Singapore is facing another baby crisis - just as the number of babies born here rose by 2,000 last year from the year before, reversing a worrying decline. While more couples might be willing to have babies now, there could be fewer doctors willing to deliver them in the future.
This follows a change in the terms of doctors' insurance plans such that they will no longer be protected against lawsuits once they stop paying for coverage. Given the high cost of continued coverage, many feel it is not worthwhile to carry on.
A person has up to 24 years from birth to sue a doctor for any negligence or accident that caused permanent damage. Compensation can easily top the million- dollar mark.
Protection against such suits does not come cheap. Obstetricians now pay to the tune of $22,045 a year for coverage. To continue paying this amount for 24 years after retirement would mean stashing aside more than half a million dollars - and that is provided the fees do not rise.
Already, a quarter of obstetricians are saying they plan to stop delivering babies once their current coverage under the Medical Protection Society (MPS) is up for renewal - and that is within the next 11.5 months.
These are generally older and more experienced obstetricians who had expected to work for perhaps up to another decade.
One obstetrician said that for a doctor with five years or less of working life, "it really makes no sense" to continue, as "he could never earn enough to cover for the extra years of indemnity after he ceases all obstetric work".
Younger doctors, he said, can start charging patients more to accumulate enough to pay for continued protection after they retire. One doctor said he will likely have to double his fees to do so.
Unless this issue of protection for obstetricians can be resolved, and quickly, the baby boom could easily fizzle out, as young couples worry about the higher cost and the possible dearth of experienced obstetricians.
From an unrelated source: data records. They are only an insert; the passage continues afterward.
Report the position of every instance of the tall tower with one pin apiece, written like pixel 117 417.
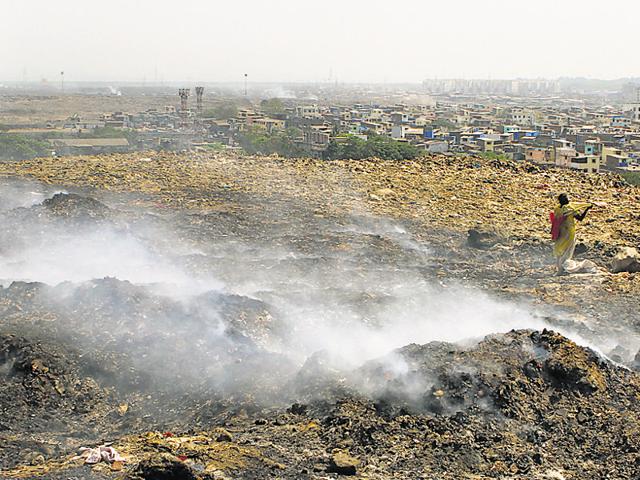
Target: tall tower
pixel 199 93
pixel 184 95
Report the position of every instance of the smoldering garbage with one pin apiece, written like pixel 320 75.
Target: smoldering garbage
pixel 203 383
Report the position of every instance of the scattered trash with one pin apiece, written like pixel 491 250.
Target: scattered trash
pixel 102 453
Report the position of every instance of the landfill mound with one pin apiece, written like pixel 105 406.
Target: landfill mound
pixel 202 383
pixel 524 404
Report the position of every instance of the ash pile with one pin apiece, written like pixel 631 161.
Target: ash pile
pixel 204 384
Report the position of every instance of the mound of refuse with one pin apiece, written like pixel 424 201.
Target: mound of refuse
pixel 75 206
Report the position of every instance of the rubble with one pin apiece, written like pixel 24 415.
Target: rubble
pixel 627 259
pixel 519 404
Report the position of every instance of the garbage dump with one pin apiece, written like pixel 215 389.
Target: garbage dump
pixel 266 337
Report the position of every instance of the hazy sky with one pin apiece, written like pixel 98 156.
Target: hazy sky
pixel 298 40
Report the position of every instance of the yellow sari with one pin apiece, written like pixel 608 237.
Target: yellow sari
pixel 566 242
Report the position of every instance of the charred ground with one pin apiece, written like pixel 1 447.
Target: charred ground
pixel 85 361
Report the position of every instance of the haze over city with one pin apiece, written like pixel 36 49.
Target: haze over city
pixel 305 240
pixel 297 41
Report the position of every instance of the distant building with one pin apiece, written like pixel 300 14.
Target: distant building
pixel 89 146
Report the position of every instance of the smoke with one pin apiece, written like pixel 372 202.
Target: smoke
pixel 191 302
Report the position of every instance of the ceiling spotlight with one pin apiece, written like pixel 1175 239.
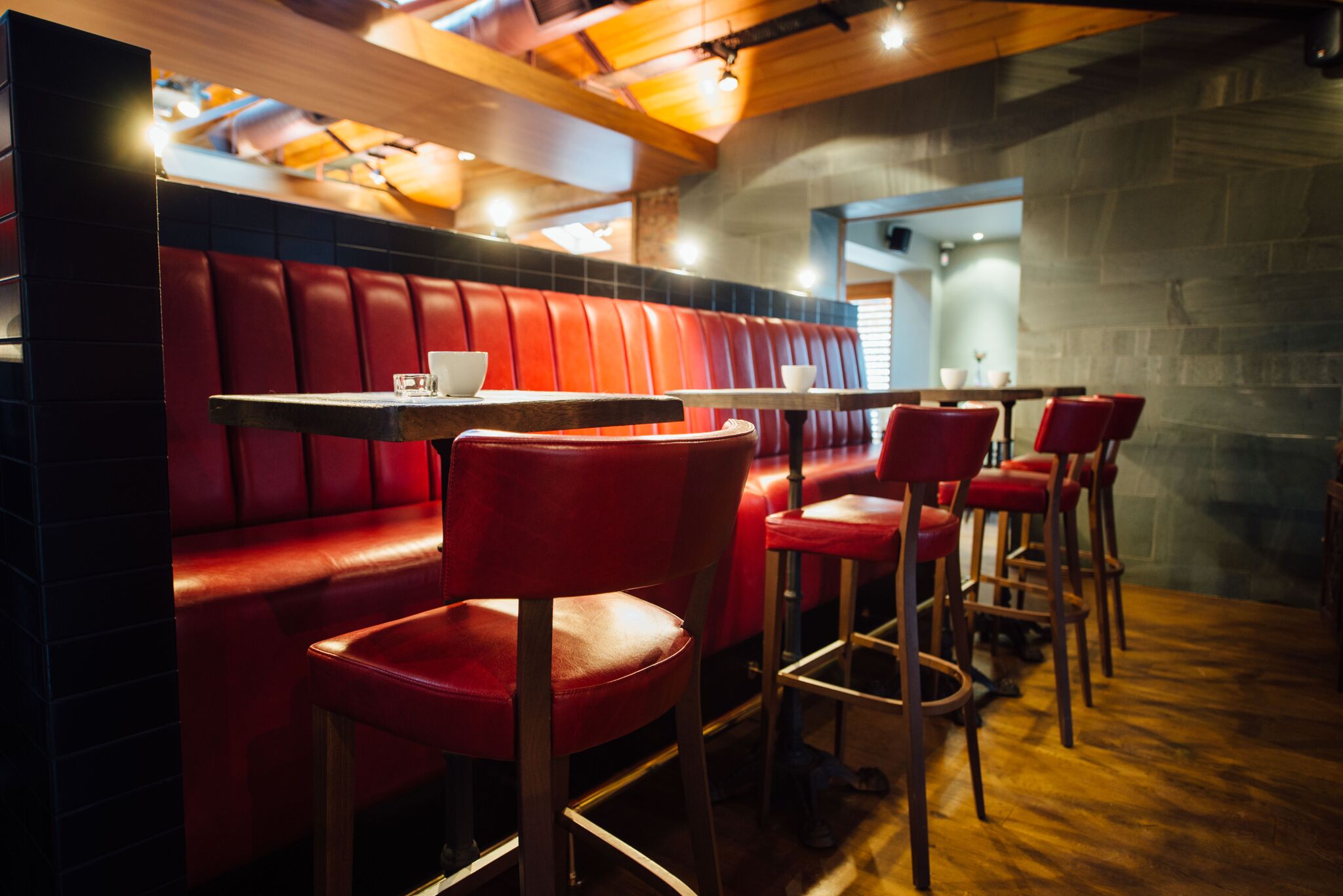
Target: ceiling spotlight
pixel 894 34
pixel 159 138
pixel 688 253
pixel 501 212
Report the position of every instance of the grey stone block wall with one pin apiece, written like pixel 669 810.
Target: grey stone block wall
pixel 1182 239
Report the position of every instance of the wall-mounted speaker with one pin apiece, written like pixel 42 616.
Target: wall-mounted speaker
pixel 1325 38
pixel 898 239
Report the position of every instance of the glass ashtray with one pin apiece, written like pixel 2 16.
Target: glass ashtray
pixel 414 385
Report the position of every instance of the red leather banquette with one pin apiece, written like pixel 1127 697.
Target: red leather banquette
pixel 281 540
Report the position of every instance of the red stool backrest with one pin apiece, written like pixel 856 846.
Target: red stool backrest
pixel 1073 425
pixel 1125 419
pixel 935 444
pixel 552 516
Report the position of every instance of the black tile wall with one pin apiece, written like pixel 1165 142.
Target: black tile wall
pixel 201 218
pixel 90 759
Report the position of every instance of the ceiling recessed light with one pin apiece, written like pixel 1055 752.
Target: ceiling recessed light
pixel 688 253
pixel 576 239
pixel 159 139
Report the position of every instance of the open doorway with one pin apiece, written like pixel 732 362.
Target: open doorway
pixel 936 289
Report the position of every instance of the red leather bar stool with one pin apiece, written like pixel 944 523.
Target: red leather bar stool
pixel 540 653
pixel 1070 427
pixel 921 448
pixel 1107 568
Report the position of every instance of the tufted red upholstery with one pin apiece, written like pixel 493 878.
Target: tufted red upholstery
pixel 861 527
pixel 931 444
pixel 625 663
pixel 1123 421
pixel 235 324
pixel 1044 463
pixel 539 492
pixel 1013 491
pixel 618 661
pixel 1073 425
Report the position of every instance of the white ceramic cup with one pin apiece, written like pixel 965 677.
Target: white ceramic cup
pixel 798 378
pixel 953 376
pixel 460 374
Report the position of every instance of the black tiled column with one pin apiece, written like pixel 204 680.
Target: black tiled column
pixel 90 768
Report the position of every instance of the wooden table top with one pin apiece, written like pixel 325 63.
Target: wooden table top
pixel 1005 394
pixel 780 399
pixel 384 418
Perhaps the Ministry of Health (MOH) can step in to provide the post-retirement protection that will give obstetricians peace of mind - the same way it did for citizens with MediShield Life.
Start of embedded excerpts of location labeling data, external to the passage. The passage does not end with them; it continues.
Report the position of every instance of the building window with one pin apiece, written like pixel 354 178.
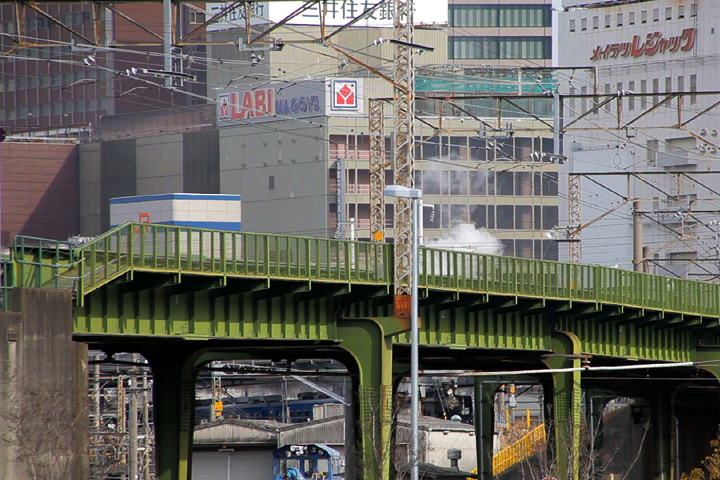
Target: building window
pixel 643 89
pixel 607 92
pixel 693 88
pixel 652 149
pixel 656 89
pixel 500 47
pixel 197 17
pixel 500 15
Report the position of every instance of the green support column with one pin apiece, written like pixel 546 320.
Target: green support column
pixel 173 398
pixel 484 427
pixel 594 407
pixel 661 423
pixel 567 397
pixel 370 343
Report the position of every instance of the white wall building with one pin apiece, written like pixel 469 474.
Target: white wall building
pixel 650 47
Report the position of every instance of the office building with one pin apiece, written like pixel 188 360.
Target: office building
pixel 652 145
pixel 500 33
pixel 301 160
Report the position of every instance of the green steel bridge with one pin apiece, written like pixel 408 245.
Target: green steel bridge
pixel 183 297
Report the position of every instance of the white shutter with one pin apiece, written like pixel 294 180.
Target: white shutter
pixel 248 464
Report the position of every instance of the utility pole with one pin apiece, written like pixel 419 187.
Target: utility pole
pixel 574 218
pixel 637 237
pixel 132 428
pixel 404 149
pixel 377 169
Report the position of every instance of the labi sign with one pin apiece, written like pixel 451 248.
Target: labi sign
pixel 280 101
pixel 277 102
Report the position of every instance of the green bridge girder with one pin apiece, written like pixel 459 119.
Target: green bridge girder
pixel 202 293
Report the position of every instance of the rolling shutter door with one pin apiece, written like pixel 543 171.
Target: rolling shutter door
pixel 252 464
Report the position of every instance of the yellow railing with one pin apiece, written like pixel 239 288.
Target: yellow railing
pixel 530 443
pixel 520 450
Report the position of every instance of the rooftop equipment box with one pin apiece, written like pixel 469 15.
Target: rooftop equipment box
pixel 219 212
pixel 209 225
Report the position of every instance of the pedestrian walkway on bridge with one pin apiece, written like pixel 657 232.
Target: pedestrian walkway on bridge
pixel 183 297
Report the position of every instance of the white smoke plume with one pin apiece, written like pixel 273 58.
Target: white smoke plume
pixel 465 237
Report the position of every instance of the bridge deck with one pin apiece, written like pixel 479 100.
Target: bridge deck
pixel 182 250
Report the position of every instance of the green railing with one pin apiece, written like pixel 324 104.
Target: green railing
pixel 472 272
pixel 41 262
pixel 212 252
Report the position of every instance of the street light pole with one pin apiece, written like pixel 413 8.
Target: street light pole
pixel 415 195
pixel 414 350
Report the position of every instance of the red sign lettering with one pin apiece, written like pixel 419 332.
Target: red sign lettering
pixel 653 43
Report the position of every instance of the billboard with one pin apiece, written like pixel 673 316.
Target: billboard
pixel 339 12
pixel 288 100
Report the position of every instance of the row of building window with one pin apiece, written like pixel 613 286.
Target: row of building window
pixel 497 48
pixel 458 182
pixel 491 217
pixel 479 182
pixel 500 16
pixel 643 102
pixel 456 148
pixel 488 107
pixel 69 19
pixel 54 80
pixel 35 111
pixel 621 18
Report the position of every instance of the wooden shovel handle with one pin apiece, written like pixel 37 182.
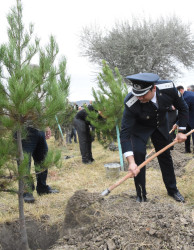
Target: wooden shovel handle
pixel 129 175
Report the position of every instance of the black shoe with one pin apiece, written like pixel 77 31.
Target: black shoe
pixel 86 162
pixel 138 199
pixel 144 198
pixel 28 198
pixel 48 190
pixel 177 197
pixel 141 199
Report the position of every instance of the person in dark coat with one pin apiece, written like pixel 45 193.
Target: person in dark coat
pixel 83 128
pixel 144 116
pixel 35 146
pixel 172 119
pixel 189 99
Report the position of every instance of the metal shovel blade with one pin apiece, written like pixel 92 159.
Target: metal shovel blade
pixel 105 192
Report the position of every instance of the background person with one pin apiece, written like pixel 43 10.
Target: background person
pixel 190 88
pixel 144 116
pixel 189 99
pixel 84 134
pixel 35 146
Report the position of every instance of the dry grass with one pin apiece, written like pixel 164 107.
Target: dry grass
pixel 74 176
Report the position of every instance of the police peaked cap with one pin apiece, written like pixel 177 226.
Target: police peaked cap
pixel 142 82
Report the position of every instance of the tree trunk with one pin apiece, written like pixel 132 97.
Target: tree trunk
pixel 23 232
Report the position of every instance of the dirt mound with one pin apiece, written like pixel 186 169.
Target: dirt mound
pixel 81 208
pixel 180 160
pixel 118 222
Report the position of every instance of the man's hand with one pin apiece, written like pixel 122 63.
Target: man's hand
pixel 48 133
pixel 133 168
pixel 175 126
pixel 180 137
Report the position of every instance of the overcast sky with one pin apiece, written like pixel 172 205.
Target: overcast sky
pixel 65 19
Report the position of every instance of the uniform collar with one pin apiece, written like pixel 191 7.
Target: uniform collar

Offering such protection is not a commercially viable option, or London-based MPS would not have made the drastic change - not just in Singapore, but also in other places such as Hong Kong, Malaysia and South Africa. So trying to interest an insurance company is not likely to be the solution, given the small number of just over 300 obstetricians here.
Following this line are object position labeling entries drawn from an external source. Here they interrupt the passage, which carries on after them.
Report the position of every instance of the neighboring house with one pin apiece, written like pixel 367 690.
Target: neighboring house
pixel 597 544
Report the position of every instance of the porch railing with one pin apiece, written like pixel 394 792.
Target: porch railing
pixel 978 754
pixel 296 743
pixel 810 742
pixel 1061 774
In fact, 15 years ago, there were three organisations that doctors here could turn to for coverage. But one of them, Australia's United Medical Protection (UMP), went into provisional liquidation in 2002 when it was unable to meet the claims against the doctors it covered. The 1,500 doctors here whom it covered were left in the lurch. They had to scramble for coverage, not just for future cases, but also for any problems that had occurred in the past.
Most turned to MPS, even though at the time NTUC Income charged lower fees. It was because Income had a cap of $5 million on its payouts, so anything in excess would have had to be borne by the doctor. It is rare for payouts to exceed $5 million, but most doctors did not want to take the risk.
Today, MPS has cornered the market with coverage of more than 11,000 health-care professionals here. So, bringing in a commercial player to take on what the not-for-profit MPS has decided to drop is not likely to work.
In the national interest, MOH could provide tail cover for doctors who have retired by getting all practising obstetricians to contribute to a pool of funds yearly.
Last year, obstetricians each paid MPS $36,000 for coverage. With the reduced coverage, the fee has gone down to $22,045. At the very least, obstetricians should pay the difference into the MOH pool. But like MediShield Life, it should be used to cover only big bills. So doctors should be liable for a "deductible" - to be mutually decided on.
MOH will very likely have to contribute to this pool - but getting obstetricians to continue working without undue stress is in the best interest of the nation.
Some countries have legislated caps on compensations that can be paid to affected babies. Singapore might want to introduce this. But the amount has to be fair to the child.
An alternative solution is to let obstetricians raise their fees, and for the MOH to help less well-off families with a "delivery bonus" - much like the Baby Bonus to spur couples to have more children.
But going this route would work only for younger doctors, who have many more years to accumulate enough for the over 20 years of additional coverage they will need post-retirement. It will not stop those who are already in their late 50s from calling it a day.
A recent poll by the Obstetrical and Gynaecological Society of Singapore, in which 231 doctors took part, had 140 of the 311 registered obstetricians - almost half the practising obstetricians here - saying they will stop delivering babies within the next five years.
Of course, couples could turn to midwives instead. There were 1,385 registered midwives here at the end of 2013. Singapore can then maintain a core of obstetricians for problem births. Since they would deal largely with more complicated births, their fees would naturally be much higher.
Another scenario is to increase the number of foreign obstetricians practising here - who will leave the country when they retire. But this would mean babies delivered by them would not be able to seek redress should something go wrong during their delivery. That would certainly not be in Singapore's best interest.
Whatever the case, obstetricians should not be left to carry the baby on their own - it is a national crisis that requires a national solution.